“Governor Pyncheon” by Nathaniel Hawthorne (The House of the Seven Gables, Chapter XVIII: 1851)
“What is the hour? Ah! The watch has at least ceased to tick; for the Judge’s forgetful fingers neglected to wind it up, as usual, at ten o’clock, being half-an-hour, or so, before his ordinary bed-time;-and it has run down, for the first time in five years. But the great world-clock of Time still keeps its beat.”

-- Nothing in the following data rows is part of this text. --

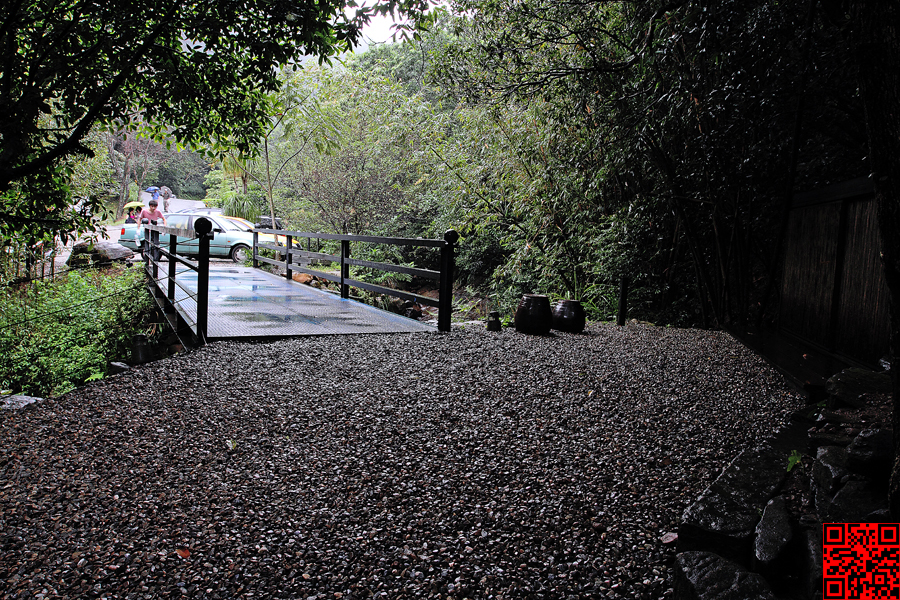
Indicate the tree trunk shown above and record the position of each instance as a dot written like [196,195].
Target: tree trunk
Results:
[876,44]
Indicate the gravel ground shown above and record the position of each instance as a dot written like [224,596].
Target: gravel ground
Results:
[465,465]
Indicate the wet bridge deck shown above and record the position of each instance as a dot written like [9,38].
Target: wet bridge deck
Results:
[250,303]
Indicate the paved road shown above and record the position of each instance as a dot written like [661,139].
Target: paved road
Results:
[174,203]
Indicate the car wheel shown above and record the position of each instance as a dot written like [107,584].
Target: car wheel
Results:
[241,253]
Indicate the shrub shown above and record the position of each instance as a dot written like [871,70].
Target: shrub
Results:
[57,335]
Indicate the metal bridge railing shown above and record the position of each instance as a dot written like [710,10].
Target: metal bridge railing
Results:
[203,232]
[444,277]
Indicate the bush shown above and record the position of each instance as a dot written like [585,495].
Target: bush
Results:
[57,335]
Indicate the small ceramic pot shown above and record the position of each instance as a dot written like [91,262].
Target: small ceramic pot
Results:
[569,316]
[534,315]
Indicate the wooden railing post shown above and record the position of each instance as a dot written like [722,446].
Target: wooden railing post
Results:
[255,249]
[287,256]
[203,227]
[622,311]
[345,268]
[154,255]
[445,288]
[173,266]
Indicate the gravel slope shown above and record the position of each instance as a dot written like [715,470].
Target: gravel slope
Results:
[464,465]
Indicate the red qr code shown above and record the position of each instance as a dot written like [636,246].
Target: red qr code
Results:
[860,560]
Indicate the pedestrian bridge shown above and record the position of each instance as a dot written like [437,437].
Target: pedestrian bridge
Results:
[224,301]
[250,303]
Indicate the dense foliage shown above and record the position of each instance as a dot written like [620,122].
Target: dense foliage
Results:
[666,147]
[55,335]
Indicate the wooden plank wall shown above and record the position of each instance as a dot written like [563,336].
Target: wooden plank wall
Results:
[833,291]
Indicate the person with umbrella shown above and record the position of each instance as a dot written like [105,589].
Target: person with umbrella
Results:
[167,195]
[131,206]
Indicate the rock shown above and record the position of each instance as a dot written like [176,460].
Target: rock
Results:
[718,521]
[707,576]
[856,502]
[116,367]
[872,453]
[820,439]
[724,518]
[812,555]
[849,385]
[17,402]
[829,469]
[773,536]
[100,253]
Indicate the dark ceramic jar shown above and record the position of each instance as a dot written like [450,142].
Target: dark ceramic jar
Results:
[534,315]
[569,316]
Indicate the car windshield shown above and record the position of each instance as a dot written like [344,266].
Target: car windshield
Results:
[227,225]
[240,225]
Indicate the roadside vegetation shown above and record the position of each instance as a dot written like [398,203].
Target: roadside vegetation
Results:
[56,335]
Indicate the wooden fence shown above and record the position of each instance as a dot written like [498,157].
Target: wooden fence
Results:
[834,294]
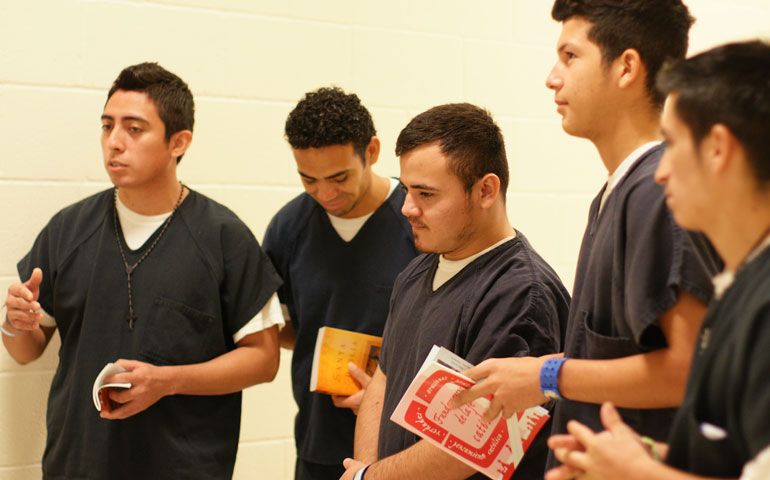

I’m definitely cheating on this one. Hawthorne has a bunch of great short stories (which I’ll certainly get around to before this quarantine is over), but I love this chapter enough to read it on its own from time to time. It does not require much context, beyond the obvious: Judge Pyncheon is dead. His sins have caught up with him. And yet the narrator of the novel spends the entire chapter trying to rouse him, describing each of the activities he was supposed to engage in during the day he is missing – from the mundane (shopping for a new horse) to the ironic (going to the doctor) to the culminating event of his life (being selected by his party to run for Governor, as the title of the chapter hints). But for all the urging of the narrator, Judge Pyncheon does not move or rouse. Despite his eminent importance, the world barely notices his absence. I admire this passage for its audacious approach (only Hawthorne could spend an entire chapter of a book describing the things a dead man is not doing), but also for the deft attacks Hawthorne makes on his character’s hypocrisy, selfishness, and blindness to the world around him. In doing so he humanizes his novel’s villain, drives home his villainy, and makes a powerful statement about mortality – all in one efficient, imaginative, and memorable little chapter.